Efficient VLSI (Very Large Scale Integration) Fault Simulation.
A practical algorithm for fault simulation which simultaneously determines all detectable S-A faults for every gate in the circuit tree C, which requires only the evaluation of a circuit FS(C) which has equal to or less than 3(d+1), when d is the depth of C.
Abstract
Abstract : Let C be an acyclic boolean circuit with n gates and equal to or less than n inputs. A circuit manufacture error may result in a Stuck-at (S-A) fault is a circuit identical to C except a gate v only outputs a fixed boolean value. The (S-A) fault simulation problem for C is to determine all possible S-A faults which can be detected (i.e., faults for which a faulty circuit and C would give distinct outputs) by a given test pattern input. We consider the case where C is a tree (i.e., has fan-out 1). We give practical algorithm for fault simulation which simultaneously determines all detectable S-A faults for every gate in the circuit tree C. Our algorithm requires only the evaluation of a circuit FS(C) which has equal to or less than 3(d+1), when d is the depth of C. Thus the sequential time of our algorithm is equal to or less than 7n, and the parallel time is equal to or less than 3(d+1).

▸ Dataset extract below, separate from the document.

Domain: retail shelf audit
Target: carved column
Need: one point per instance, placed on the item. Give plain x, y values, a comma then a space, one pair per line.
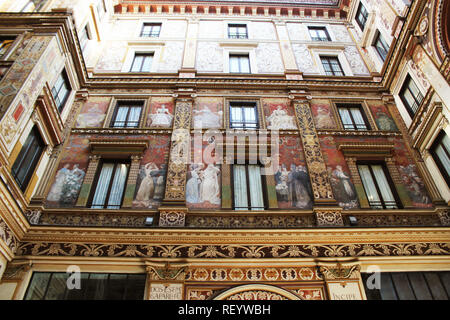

Furthermore FS(C) requires only a small constant factor more VLSI area than does the original circuit C. We also extend our results to get efficient methods for fault simulation of oblivious VLSI circuits with feedback lines. Originator supplied keywords include: VLSI; fault simulation; stuck-at faults; reliable computation; boolean functions; partial derivations; and boolean circuits.